Cuando Marvell José María Leyes ganó la Alcaldía de Cochabamba, muchos nos sorprendimos; había sido el último en las encuestas y la expresión más conservadora de la derecha.

Marvell, protagonista del 11 de enero de 2007 (Enero Negro), no tenía un programa de Gobierno edil claro, por lo que conformó un variopinto grupo de trabajo, pagando deudas electorales y en el que sumó a casi toda la oposición de herencia: “MNRistas” (Movimiento Nacionalista Revolucionario), “ADNistas” (Alianza Democrática Nacionalista), “MIRistas” (Movimiento de Izquierda Revolucionaria) y a renegados del Movimiento Al Socialismo (MAS), que suplieron la necesidad de capacidad técnica por pose mediática y show político.

¿Cómo olvidar al renegado Alex Contreras y su intención de tratar desesperadamente de cubrir los casos de corrupción?

Pero, el ejecutivo edil no solamente resultó una suerte de “megacoalición”, si no que José María también sumó a su gestión a dos sectores conflictivos y que tienen intereses contrapuestos con las y los ciudadanos de a pie: los comerciantes y los transportistas.

Para los dirigentes de los comerciantes el tema se centra en mantener grupos de poder que, con la coerción de la Intendencia Municipal, puedan velar por sus intereses y quieran, por ejemplo, apropiarse del espacio público. Por eso no fue gratuita la promesa demagógica de dar en propiedad a algunos comerciantes los puestos de venta.

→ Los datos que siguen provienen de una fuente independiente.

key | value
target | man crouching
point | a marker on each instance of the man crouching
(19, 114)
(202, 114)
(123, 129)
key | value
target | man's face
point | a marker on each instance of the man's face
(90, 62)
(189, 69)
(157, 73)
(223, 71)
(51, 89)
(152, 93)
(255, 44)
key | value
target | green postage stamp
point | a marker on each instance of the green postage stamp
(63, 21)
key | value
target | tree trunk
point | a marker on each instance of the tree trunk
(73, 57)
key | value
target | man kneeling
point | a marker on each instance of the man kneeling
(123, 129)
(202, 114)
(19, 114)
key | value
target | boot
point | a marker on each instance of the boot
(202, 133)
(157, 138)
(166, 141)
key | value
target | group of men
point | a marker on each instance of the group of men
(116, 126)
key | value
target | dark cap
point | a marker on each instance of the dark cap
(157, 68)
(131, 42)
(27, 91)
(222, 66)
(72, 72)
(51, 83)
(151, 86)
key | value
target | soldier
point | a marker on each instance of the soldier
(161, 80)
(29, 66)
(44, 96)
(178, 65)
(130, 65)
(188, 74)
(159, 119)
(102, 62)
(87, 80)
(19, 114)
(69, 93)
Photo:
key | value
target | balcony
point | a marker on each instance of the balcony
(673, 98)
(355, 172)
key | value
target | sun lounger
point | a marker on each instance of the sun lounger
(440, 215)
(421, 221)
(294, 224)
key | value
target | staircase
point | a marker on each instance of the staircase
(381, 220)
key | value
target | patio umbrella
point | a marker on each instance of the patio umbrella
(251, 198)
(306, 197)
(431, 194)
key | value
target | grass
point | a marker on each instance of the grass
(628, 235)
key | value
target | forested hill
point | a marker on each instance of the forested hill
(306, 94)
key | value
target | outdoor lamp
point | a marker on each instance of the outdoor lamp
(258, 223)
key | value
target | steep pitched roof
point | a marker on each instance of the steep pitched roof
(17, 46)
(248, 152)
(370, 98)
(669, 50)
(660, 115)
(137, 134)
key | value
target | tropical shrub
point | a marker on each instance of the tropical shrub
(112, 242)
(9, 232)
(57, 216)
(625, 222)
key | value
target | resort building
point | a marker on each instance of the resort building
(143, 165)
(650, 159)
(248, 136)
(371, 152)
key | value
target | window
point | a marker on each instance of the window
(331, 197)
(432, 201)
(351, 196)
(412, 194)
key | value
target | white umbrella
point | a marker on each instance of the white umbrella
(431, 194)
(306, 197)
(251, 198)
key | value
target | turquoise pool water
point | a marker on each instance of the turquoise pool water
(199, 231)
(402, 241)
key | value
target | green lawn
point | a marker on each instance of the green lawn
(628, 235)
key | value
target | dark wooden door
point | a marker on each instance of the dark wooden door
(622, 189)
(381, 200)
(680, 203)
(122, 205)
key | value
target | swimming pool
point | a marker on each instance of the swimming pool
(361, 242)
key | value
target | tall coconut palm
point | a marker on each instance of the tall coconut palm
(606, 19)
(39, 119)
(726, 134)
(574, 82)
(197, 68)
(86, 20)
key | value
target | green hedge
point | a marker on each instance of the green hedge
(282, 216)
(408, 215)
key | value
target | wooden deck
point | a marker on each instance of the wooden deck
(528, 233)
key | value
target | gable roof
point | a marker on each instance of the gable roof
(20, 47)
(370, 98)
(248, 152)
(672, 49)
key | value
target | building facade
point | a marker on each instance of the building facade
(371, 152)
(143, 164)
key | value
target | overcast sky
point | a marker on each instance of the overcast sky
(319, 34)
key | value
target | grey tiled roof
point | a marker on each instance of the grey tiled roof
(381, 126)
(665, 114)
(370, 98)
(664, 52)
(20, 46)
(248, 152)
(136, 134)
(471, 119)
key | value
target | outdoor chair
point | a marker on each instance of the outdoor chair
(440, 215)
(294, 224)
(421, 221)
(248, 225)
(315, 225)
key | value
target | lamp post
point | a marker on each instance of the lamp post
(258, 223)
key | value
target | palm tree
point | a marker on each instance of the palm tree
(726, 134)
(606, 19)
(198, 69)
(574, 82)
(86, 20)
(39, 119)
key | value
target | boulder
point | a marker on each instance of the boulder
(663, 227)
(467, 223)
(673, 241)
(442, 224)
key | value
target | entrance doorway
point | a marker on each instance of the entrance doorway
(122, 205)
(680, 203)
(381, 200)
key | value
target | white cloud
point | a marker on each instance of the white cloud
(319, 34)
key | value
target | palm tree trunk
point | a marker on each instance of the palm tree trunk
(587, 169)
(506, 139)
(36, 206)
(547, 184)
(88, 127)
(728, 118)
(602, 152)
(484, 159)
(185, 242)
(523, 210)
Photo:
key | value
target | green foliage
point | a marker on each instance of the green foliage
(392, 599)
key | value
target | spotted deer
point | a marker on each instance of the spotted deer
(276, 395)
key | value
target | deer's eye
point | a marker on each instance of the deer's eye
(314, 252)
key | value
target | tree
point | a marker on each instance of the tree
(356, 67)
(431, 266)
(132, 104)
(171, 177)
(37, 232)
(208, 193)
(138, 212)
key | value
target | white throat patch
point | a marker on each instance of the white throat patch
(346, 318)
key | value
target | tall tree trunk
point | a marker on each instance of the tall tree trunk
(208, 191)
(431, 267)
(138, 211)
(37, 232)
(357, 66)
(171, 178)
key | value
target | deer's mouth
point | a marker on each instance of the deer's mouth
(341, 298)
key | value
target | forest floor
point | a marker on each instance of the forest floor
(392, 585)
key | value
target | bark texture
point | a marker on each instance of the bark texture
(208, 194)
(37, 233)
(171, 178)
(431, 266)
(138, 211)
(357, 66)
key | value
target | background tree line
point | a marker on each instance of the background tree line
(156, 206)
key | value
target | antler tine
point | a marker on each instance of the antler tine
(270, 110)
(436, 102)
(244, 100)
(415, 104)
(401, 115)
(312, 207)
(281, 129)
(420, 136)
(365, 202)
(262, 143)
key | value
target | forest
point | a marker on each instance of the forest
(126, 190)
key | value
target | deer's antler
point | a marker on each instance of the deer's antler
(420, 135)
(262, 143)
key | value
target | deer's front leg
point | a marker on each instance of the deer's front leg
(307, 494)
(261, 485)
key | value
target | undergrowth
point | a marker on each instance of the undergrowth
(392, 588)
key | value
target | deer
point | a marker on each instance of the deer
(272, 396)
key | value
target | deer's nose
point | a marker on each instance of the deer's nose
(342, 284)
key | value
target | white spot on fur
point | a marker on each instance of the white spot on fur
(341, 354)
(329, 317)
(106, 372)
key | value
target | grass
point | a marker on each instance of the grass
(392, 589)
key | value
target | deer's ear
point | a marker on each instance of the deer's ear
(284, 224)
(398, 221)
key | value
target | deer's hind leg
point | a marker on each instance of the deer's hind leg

Por su lado, los dirigentes de los transportistas federados, que parecen ser los mismos que manejan grandes flotas de buses y minibuses, sueñan con mantener a su merced a miles de usuarios que soportamos desde el mal trato hasta el infame acondicionamiento de sus movilidades que no están pensadas en las y los ciudadanos, sino en el lucro.

Así, Leyes ha sabido controlar cualquier desavenencia social y sindical a su gestión, usando huestes de comerciantes y transportistas y no ha escatimado en fortalecer en equipamiento y número a los gendarmes municipales que aparecen casi como una fuerza para-policial.

Tal vez, el hecho más significativo del Gobierno de Demócratas ha sido un excelente equipo de comunicación que responde rápida y eficientemente por los medios y sabe de la importancia de la presencia en redes sociales, claro que para esto han tenido que hacer recortes a otros ámbitos como el tema de la laguna Alalay.

No hay vuelta que dar, esta forma de des-gobierno es el fondo de la propuesta alternativa que prometió Leyes y que más pronto que tarde muestra que no está pensada en la mayoría de las y los ciudadanos.